Entscheidend ist die Eindringtiefe. Sie wird am Gerät eingestellt und liegt je nach Region und Hautzustand zwischen wenigen Zehntelmillimetern und rund zwei Millimetern. Genau dieser Punkt trennt eine Studiobehandlung von einem Dermaroller aus dem Onlinehandel. Ein Roller sticht in festem Winkel und mit fester Länge, oft ungleichmäßig und ohne sterile Aufsätze. Das Risiko für Reizungen und Pigmentflecken steigt, der Nutzen bleibt begrenzt.
Für die Erwartung ist eine weitere Unterscheidung wichtig: Microneedling arbeitet an der Hautstruktur, nicht am Volumen. Feine Linien, vergrößerte Poren, ungleichmäßige Textur und flache Aknenarben sprechen häufig gut darauf an. Ein Volumenverlust an Wange oder Schläfe spricht darauf nicht an. Dafür ist eine Hyaluronbehandlung der passendere Weg.
Ein Hinweis, der hierhin gehört: Butterfly Aesthetic ist ein Kosmetikstudio und keine Arztpraxis. Weil beim Microneedling Nadeln zum Einsatz kommen, behandelt ausschließlich entsprechend qualifiziertes Personal, und vor der ersten Sitzung steht ein Aufklärungsgespräch.
Der Ablauf einer Sitzung
Eine Behandlung dauert mit Vorbereitung und Nachsorge etwa 60 bis 90 Minuten. Der Teil mit dem Gerät nimmt davon nur einen kleinen Anteil ein.
- Gespräch und Hautanalyse. Wir sehen uns die Haut an und klären Vorerkrankungen, Medikamente und aktuelle Pflegeprodukte. Retinol und Fruchtsäuren werden im Vorfeld pausiert.
- Reinigung und Desinfektion. Make-up und Talg kommen vollständig herunter.
- Betäubungscreme. Sie wirkt etwa 20 bis 30 Minuten ein. Danach empfinden die meisten Kundinnen die Behandlung als gut auszuhalten, vergleichbar mit einem Vibrieren und leichtem Kratzen.
- Die Behandlung. Das Gerät wird in Bahnen über die Haut geführt, die Eindringtiefe richtet sich nach der Region. Stirn und Nasenrücken vertragen weniger als Wange und Kinn. Der Vorgang dauert 20 bis 30 Minuten.
- Wirkstoffe. Direkt nach dem Needling ist die Haut besonders aufnahmefähig. Ein Serum mit Hyaluronsäure oder beruhigenden Wirkstoffen wird jetzt aufgetragen.
- Abschluss. Kühlung, Schutzpflege und Sonnenschutz.
Die Haut ist danach gerötet und fühlt sich warm und gespannt an, ähnlich wie nach einem Tag in der Sonne, allerdings ohne Schmerz.
Zur häufigsten Frage: Tut das weh. Mit Betäubungscreme beschreiben die meisten Kundinnen ein Kribbeln und ein Ziehen, empfindlich sind vor allem Stirn, Nasenflügel und die Partie um den Mund. Wangen und Kinn werden meist kaum wahrgenommen. Wer nach zwei Minuten merkt, dass es zu viel wird, sagt das, und wir gehen mit der Tiefe herunter. Eine Behandlung, die durchgehalten werden muss, ist falsch eingestellt.

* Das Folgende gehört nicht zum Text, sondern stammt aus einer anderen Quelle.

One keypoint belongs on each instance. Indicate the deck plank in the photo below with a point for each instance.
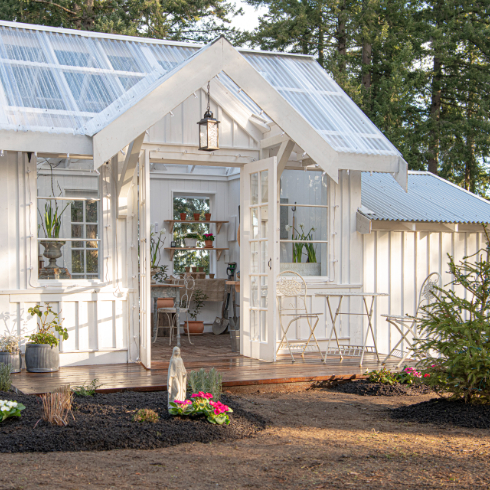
(206, 352)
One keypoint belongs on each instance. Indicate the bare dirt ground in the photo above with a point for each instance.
(317, 439)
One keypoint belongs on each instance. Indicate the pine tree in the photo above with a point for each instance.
(196, 20)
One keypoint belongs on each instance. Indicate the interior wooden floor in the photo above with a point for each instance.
(206, 351)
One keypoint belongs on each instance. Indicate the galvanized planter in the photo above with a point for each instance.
(42, 358)
(12, 358)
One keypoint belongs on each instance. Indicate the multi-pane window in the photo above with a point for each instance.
(85, 253)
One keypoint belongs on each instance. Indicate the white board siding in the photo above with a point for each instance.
(98, 317)
(398, 263)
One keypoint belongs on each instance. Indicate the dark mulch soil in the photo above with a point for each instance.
(104, 422)
(442, 411)
(365, 388)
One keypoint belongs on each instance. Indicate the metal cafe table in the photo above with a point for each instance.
(368, 301)
(166, 291)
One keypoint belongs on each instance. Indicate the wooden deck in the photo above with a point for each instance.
(206, 352)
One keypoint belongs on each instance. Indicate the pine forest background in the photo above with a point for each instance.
(419, 69)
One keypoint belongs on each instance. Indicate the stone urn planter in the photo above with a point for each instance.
(195, 327)
(42, 358)
(52, 251)
(12, 358)
(303, 268)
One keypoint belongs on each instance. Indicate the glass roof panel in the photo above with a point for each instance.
(58, 81)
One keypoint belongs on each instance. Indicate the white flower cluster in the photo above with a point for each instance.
(6, 406)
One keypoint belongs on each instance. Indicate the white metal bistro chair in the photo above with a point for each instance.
(407, 325)
(291, 289)
(185, 302)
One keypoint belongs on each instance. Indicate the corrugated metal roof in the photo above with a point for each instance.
(66, 81)
(429, 198)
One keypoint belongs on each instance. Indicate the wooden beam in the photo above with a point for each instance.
(283, 156)
(176, 86)
(127, 174)
(35, 141)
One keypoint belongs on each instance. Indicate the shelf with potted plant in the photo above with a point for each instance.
(218, 224)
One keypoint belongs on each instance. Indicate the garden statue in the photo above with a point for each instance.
(177, 378)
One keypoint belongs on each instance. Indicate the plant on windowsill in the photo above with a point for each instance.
(196, 327)
(208, 240)
(301, 248)
(51, 226)
(42, 350)
(10, 352)
(191, 240)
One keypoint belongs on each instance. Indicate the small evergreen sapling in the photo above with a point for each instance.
(454, 342)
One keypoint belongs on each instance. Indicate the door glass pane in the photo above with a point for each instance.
(255, 257)
(254, 218)
(264, 185)
(264, 301)
(264, 220)
(254, 292)
(254, 324)
(263, 326)
(91, 212)
(254, 188)
(263, 257)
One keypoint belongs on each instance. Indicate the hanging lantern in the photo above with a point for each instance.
(208, 130)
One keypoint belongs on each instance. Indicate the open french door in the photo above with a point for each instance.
(259, 259)
(145, 279)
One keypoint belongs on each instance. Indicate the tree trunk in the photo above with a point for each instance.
(435, 113)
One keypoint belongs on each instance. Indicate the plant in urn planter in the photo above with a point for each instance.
(208, 240)
(42, 350)
(10, 352)
(196, 327)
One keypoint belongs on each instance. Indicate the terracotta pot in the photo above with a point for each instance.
(195, 328)
(165, 302)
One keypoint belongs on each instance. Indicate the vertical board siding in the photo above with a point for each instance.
(401, 261)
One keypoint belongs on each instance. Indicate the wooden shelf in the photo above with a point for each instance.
(219, 251)
(218, 224)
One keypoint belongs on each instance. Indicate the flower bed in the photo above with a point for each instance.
(105, 421)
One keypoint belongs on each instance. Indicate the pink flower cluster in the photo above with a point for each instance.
(413, 372)
(185, 402)
(201, 394)
(219, 407)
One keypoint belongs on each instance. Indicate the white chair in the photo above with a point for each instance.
(291, 289)
(407, 325)
(185, 302)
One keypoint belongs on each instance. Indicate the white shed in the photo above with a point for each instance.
(107, 125)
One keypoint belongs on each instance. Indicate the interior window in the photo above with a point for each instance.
(185, 259)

Wie lange ist die Ausfallzeit wirklich?
Der Begriff Ausfallzeit führt in die Irre. Niemand liegt flach. Die Frage lautet eher, ab wann Sie ohne Erklärung unter Menschen möchten.
| Zeitpunkt | Wie die Haut aussieht | Was möglich ist |
|---|---|---|
| Tag 0, direkt danach | deutliche Rötung, warm, leicht geschwollen | nach Hause, keine Termine |
| Tag 1 | Rötung wie nach einem Tag am See | Homeoffice, Alltag ohne Make-up |
| Tag 2 bis 3 | leichte Rötung, beginnende Trockenheit | Büro, Make-up ab Tag 2 möglich |
| Tag 4 bis 7 | feine Schuppung, die Haut spannt | alles, auch Termine |
| ab Woche 3 | Struktur wirkt gleichmäßiger | erste sichtbare Veränderung |
Wer am Wochenende einen Anlass hat, legt die Sitzung auf den Montag oder Dienstag davor. Bei tieferer Einstellung planen Sie großzügiger.
Die ersten 72 Stunden entscheiden mit
Das Ergebnis entsteht nicht im Behandlungsstuhl, sondern in den Tagen danach. Diese Punkte machen den Unterschied:
- Sonne konsequent meiden. Frisch behandelte Haut pigmentiert leichter. Lichtschutzfaktor 50 für mindestens zwei Wochen, auch bei Bewölkung.
- Nichts Aktives auftragen. Retinol, Fruchtsäure, hoch dosiertes Vitamin C und Peelings pausieren für etwa fünf Tage.
- Hände weg. Schuppende Haut löst sich, wenn sie so weit ist. Wer nachhilft, riskiert Flecken.
- Keine Hitze. Sauna, Dampfbad, heiße Dusche und intensiver Sport entfallen für 48 Stunden.
- Reichlich Feuchtigkeit. Eine ruhige, reichhaltige Pflege ohne Duftstoffe. Eine Hyaluron-Creme mit mehreren Molekülgrößen unterstützt die Haut in dieser Phase.
- Make-up erst ab Tag 2. Und dann mit frisch gereinigten Pinseln.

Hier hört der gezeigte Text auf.